The largest paintings of the exhibition hung in the final room and provided a summary of Dagnan-Bouveret's entire career. They included the artist's first Salon canvas, the still immature Atalanta of 1874, the more sensitive and well-drawn Salon contribution, Orpheus's Sorrow of 1876, as well as the huge Horses at the Watering Trough (Musée d'Art e d'Histoire, Chambéry; fig. 5), which earned the painter the Legion of Honor in 1885. The highlight of this room was In the Forest of 1892 (fig. 3), whose warm color and introspective mood should appeal to modern viewers. The painting portrays a rustic fiddler in a forest clearing. With arm outstretched, he plays a long, slow note on his instrument. A group of peasants surround him, mesmerized by his song as they finish a meal. Dagnan-Bouveret is at his best here, carefully rendering the facial expressions of the figures to show their silent focus on the music. The painting recalls the realism and introspective tone of Gustave Courbet's After Dinner in Ornans (1848–49; Musée des Beaux-Arts, Lille) and makes plain the urgent need for this new examination of Dagnan-Bouveret's work. It also suggests that Dagnan-Bouveret, during the early 1890s, was adept at modifying his brand of naturalism by the inclusion of an intimate symbolism based on color harmonies and mood responses.

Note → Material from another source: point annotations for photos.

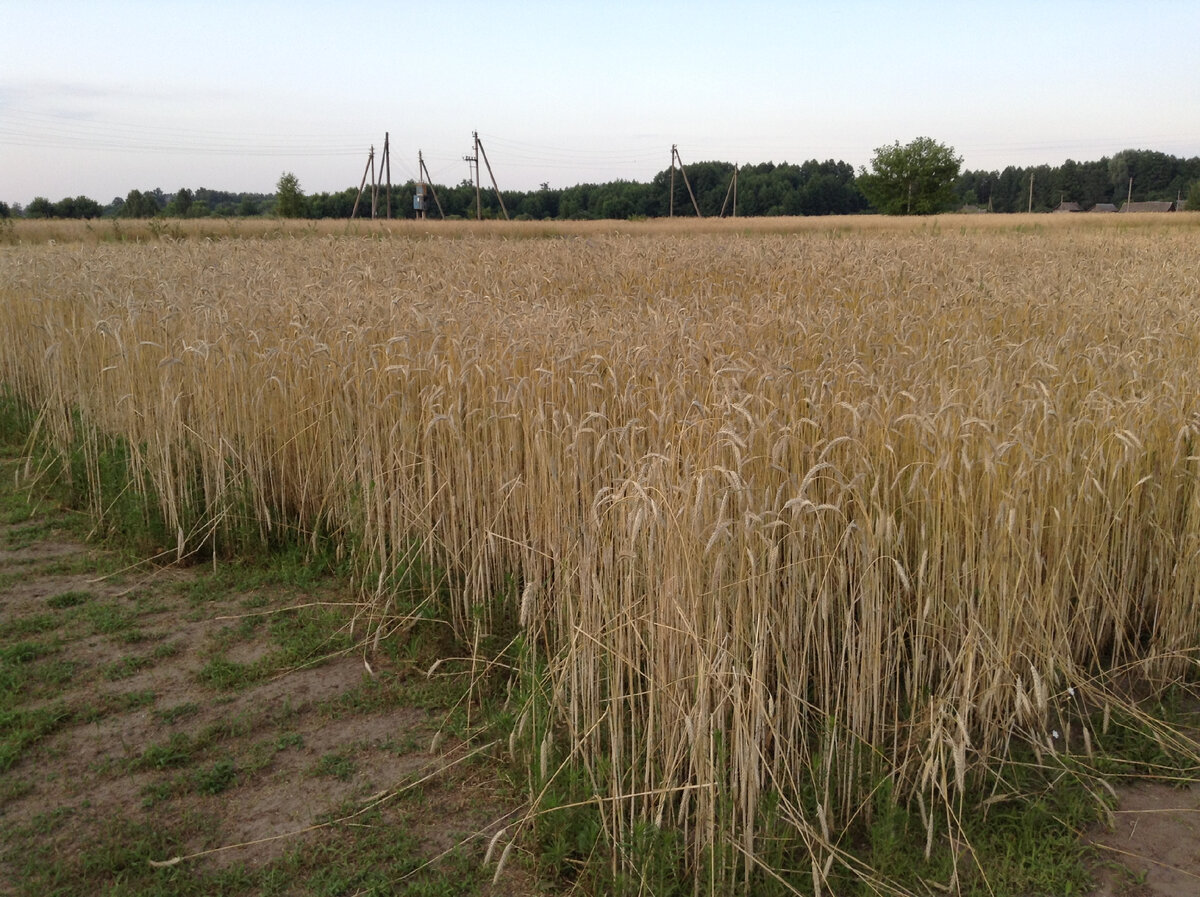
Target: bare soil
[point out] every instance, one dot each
(156, 759)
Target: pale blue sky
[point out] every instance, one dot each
(102, 97)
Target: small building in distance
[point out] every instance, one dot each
(1153, 206)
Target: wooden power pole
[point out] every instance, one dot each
(732, 191)
(369, 169)
(675, 158)
(473, 163)
(426, 182)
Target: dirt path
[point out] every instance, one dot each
(148, 715)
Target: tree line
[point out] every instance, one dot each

The entire exhibition was housed in comfortable rooms, the first two of which are small and intimate, which allowed the visitor to take in all of the works at once and to get close up to the small studies in oils or ink. Dagnan-Bouveret's intimist inclinations, his love of precision and detail inspired by earlier miniaturists, were well represented by the works selected. The final room, which contained the larger paintings, reiterated the imposing nature of the artist's public imagery. As a group, these works revealed the opposite tendencies an academic painter had to master: intimate images to satisfy his own tastes and those of some patrons and monumental scenes destined for large public spaces.
Whether or not one sees Dagnan-Bouveret as deserving of re-evaluation, "Against the Modern" offered a unique opportunity to gain a more thorough understanding of the art and painting practices of this period as viewed through the work and career of a single artist. Through the inclusion of numerous studies and documentary photographs, it demonstrated that Dagnan-Bouveret was aware of modern tendencies and used them to breathe new life into the academic tradition at a time when it was under attack by the avant-garde and threatened with extinction. Weisberg has effectively proven that the academics could adapt to changes in the artistic climate and attract support in the face of aesthetic revolution. Moreover, the exhibition provided ample evidence that looking more closely at the work of an academic painter allows for a better understanding of an alternative tradition in the nineteenth century. Future studies in this direction should shed additional light on the modern era.